Age Reversal Gene Therapies Called into Question 

“They seem really cryptic,” Leigh Turner, a bioethicist at the University of California, Irvine, told WIRED. “The details that have come out have not been reassuring in terms of the credentials and qualifications of clinicians involved, the clinical facilities that people go to, or the protocols that are in place.”

Dr. Turner was speaking of BioViva, a secretive company working outside of the FDA’s reach in places like the British Virgin Islands and Tijuana, Mexico. BioViva is credited with being the first company to use a gene therapy to reverse aging. This gene therapy was tested on a single person — the CEO and founder of BioViva, Liz Parrish. The results of this case study showed that a telomerase — an enzyme that prolongs telomeres — gene therapy reversed Parissh’s biological age.

Scientists, particularly Charles Brenner, Ph.D., have called these results into question, saying that biological age is not an accepted measurement of age reversal. He also has doubts about another study published by BioViva, which showed that a gene therapy combination of telomerase and klotho — a pro-longevity gene — reversed dementia symptoms. 

“It’s not established that telomerase activity limits human healthspan, and cognitive impairment is not very well understood,” said Brenner. “The experiment that was done is not capable of producing meaningful results. I wouldn’t expect it to work, and I doubt that it does.”

Additionally, BioViva’s studies were published in the Journal of Regenerative Biology and Medicine, which had a meager impact factor of 0.571 for 2021-2022. An impact factor reflects how often the articles within a journal are cited and is a metric of credibility. For comparison Nature’s 2022 impact factor was 64.8 while Science’s impact factor was 56.9. Also, the editor-in-chief of the Journal of Regenerative Biology and Medicine sells penis enhancement injections in Cancun, Mexico called I-Guana Shots.

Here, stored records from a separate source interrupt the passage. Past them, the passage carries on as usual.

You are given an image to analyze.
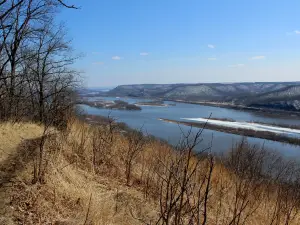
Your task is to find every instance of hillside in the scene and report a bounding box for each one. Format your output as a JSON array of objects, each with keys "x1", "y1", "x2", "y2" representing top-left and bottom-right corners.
[
  {"x1": 0, "y1": 119, "x2": 300, "y2": 225},
  {"x1": 99, "y1": 82, "x2": 300, "y2": 111}
]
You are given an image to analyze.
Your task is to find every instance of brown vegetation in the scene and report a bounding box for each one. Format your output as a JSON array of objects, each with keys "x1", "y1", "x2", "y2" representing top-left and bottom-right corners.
[{"x1": 0, "y1": 120, "x2": 300, "y2": 225}]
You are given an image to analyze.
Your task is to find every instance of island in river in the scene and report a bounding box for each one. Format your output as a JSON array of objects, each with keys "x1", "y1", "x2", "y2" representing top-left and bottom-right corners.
[{"x1": 77, "y1": 99, "x2": 142, "y2": 110}]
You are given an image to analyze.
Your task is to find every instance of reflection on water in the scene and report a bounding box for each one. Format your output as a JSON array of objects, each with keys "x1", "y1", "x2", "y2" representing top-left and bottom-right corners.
[{"x1": 81, "y1": 97, "x2": 300, "y2": 159}]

The First Life-Extending Gene Therapy?

BioViva aside, XC001 appears to be the most promising gene therapy targeting aging to date. Still, it does not come without limitations. For example, XC001 was injected directly into the heart, requiring expensive, dangerous, and invasive surgery. The need to specifically target heart tissue brings up another problem with gene therapies. That is, we have not yet perfected technologies to target specific tissues and cells without local injections. 

Otherwise, we could inject gene therapies intravenously (IV), which is far less invasive than open heart surgery. And targeting specific tissues is important because off-target effects can be catastrophic. For example, if VEGF were to be elevated in the retina, it could trigger a disease called wet macular degeneration, where new blood vessel formation can lead to blindness. Still, invasive surgeries may be worthwhile, especially in the case of CAD, which is the leading cause of death in the United States. 

It’s quite possible that the 32 patients treated with XC001 will live longer than they otherwise would have. However, there was no control group to compare to the patients who received the gene therapy. A Phase III clinical, which may include a control group, could measure heart attack and mortality incidence following XC001 treatment to help confirm whether the gene therapy is likely to lower the risk of cardiovascular-related mortality. If so, XC001 could be the first life-extending gene therapy.